Cytomegalovirus

Cytomegaloviruses (CMVs) are a distinct subgroup of herpesvirus and are classified as subfamily Betaherpesvirinae in the Herpesviridae family. CMV forms a characteristic nuclear inclusion, which gives an “owl's eye” appearance to infected cells. Many animal species have their own species-specific CMV.

Human CMV maintains a collinear genomic organization, but no significant nucleotide sequence homology with other animal CMVs. Human CMV is also designated as human herpes virus 5 (HHV-5). A great majority of the human population are infected with CMV, without any symptoms by adulthood. CMV is excreted in the urine of infants and intermittently in saliva of healthy seropositive adults. Human CMV may cause diseases such as congenital cytomegalic inclusion disease and infectious mononucleosis. The importance of human CMV as a pathogen has been increasingly correlated with the rising number of immunodeficient patients due to immunosuppressive therapy after transplantation, acquired immune deficiency syndrome (AIDS), and so on.

Mature virions of CMV are 150 to 200 nm in diameter and have an envelope composed of a lipid bilayer and viral glycoproteins. Inside the envelope, a tegment or matrix surrounds an icosahedral capsid, which contains a double-stranded, linear DNA genome. Two types of noninfectious particles, in addition to infectious virions, are produced in cells infected with human CMV. Dense bodies do not contain nucleocapsid or viral DNA and are essentially enveloped tegment protein. Noninfectious enveloped particles have a capsid but no electron-dense DNA core.

 Equine CMV has a genome of 180 kbp, while the genomes of human, simian, and murine CMVs are 230 to 240 kbp. Human CMV is unique among animal CMVs in that it has a genome structure similar to herpes simplex virus 1 (HSV-1, class E structure). Two unique sequences (UL and US) are flanked by inverted repeats. Inversion of the UL and US segments mediated by inverted repeats can give rise to four different genomes. Other animal CMVs are less complicated in genome structure, and genome inversion is not known for them.

 The genome of the AD169 strain of human CMV has been sequenced. Two hundred and eight open reading frames (ORFs) with a coding capacity of at least 100 amino acid residues were identified in the genome. Although only a few of these ORFs have been actually shown to encode proteins, at least 40 have been shown to be dispensable for replication. ORFs have been designated by their location with regard to the unique and repeated sequences (TRL, UL, IRL, IRS, and US) and sequential numbers. By analogy to HSV-1, roughly one-quarter of these ORFs are predicted to encode proteins required for DNA replication and metabolism functions, and three-quarters for virion maturation and virion structure.

 Human CMV shows a highly restricted host range and takes 48 to 72 h to yield detectable amounts of progeny virions.

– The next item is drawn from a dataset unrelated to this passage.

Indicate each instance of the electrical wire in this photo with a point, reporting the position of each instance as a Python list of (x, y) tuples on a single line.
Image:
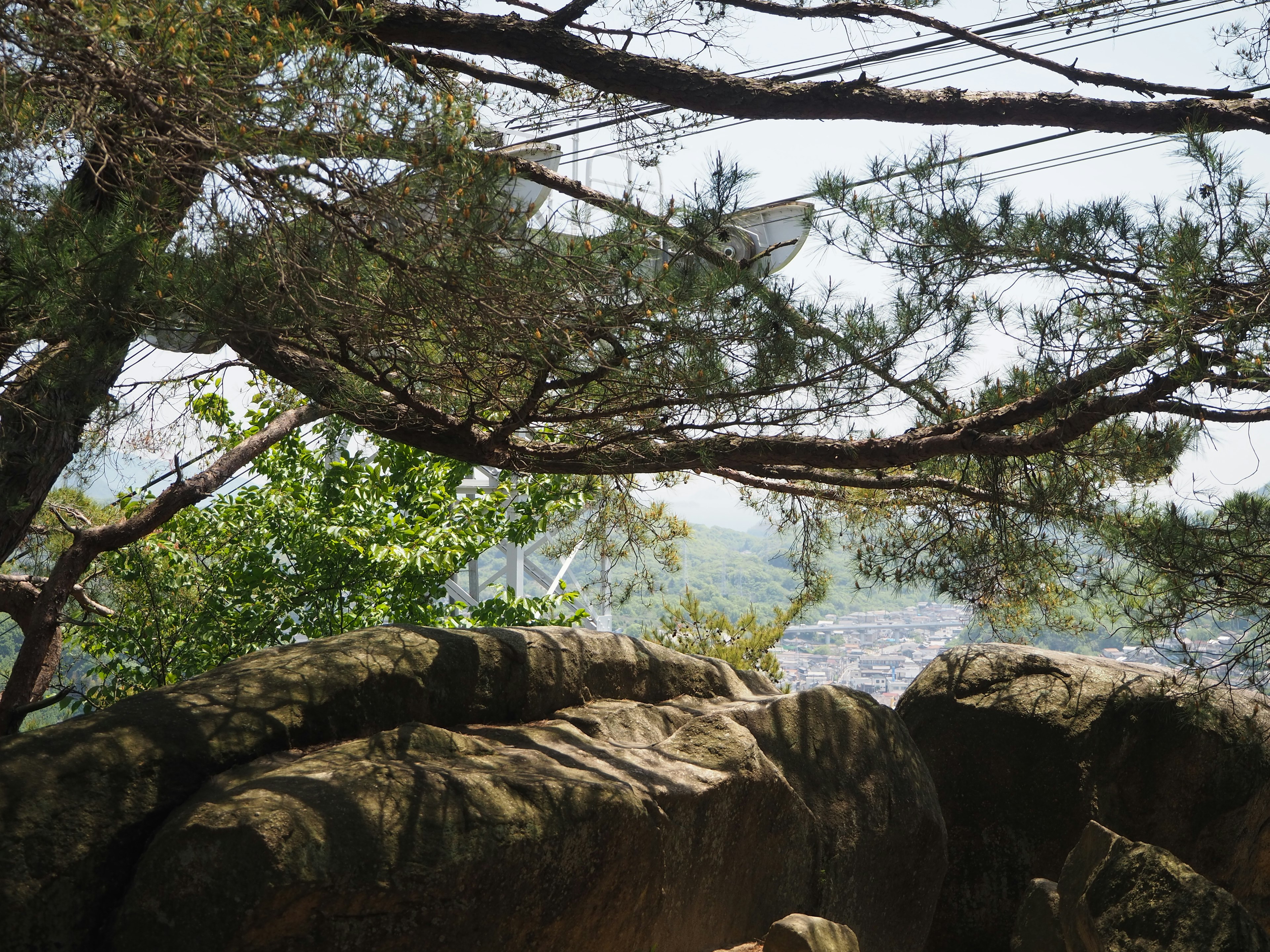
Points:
[(939, 45), (938, 42), (656, 138)]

Primary human differentiated cells, such as skin or lung fibroblasts, as well as chimpanzee cells, support human CMV replication, but undifferentiated, transformed, or aneuploid cells are usually nonpermissive for CMV replication. The genes of CMV have been classified into three sequential, kinetic classes: a(immediate early), b(delayed early) and g(late) genes. Expression of the latter two relies on the a gene products. The b gene products mainly serve DNA replication and metabolism, while g gene products encode structural proteins.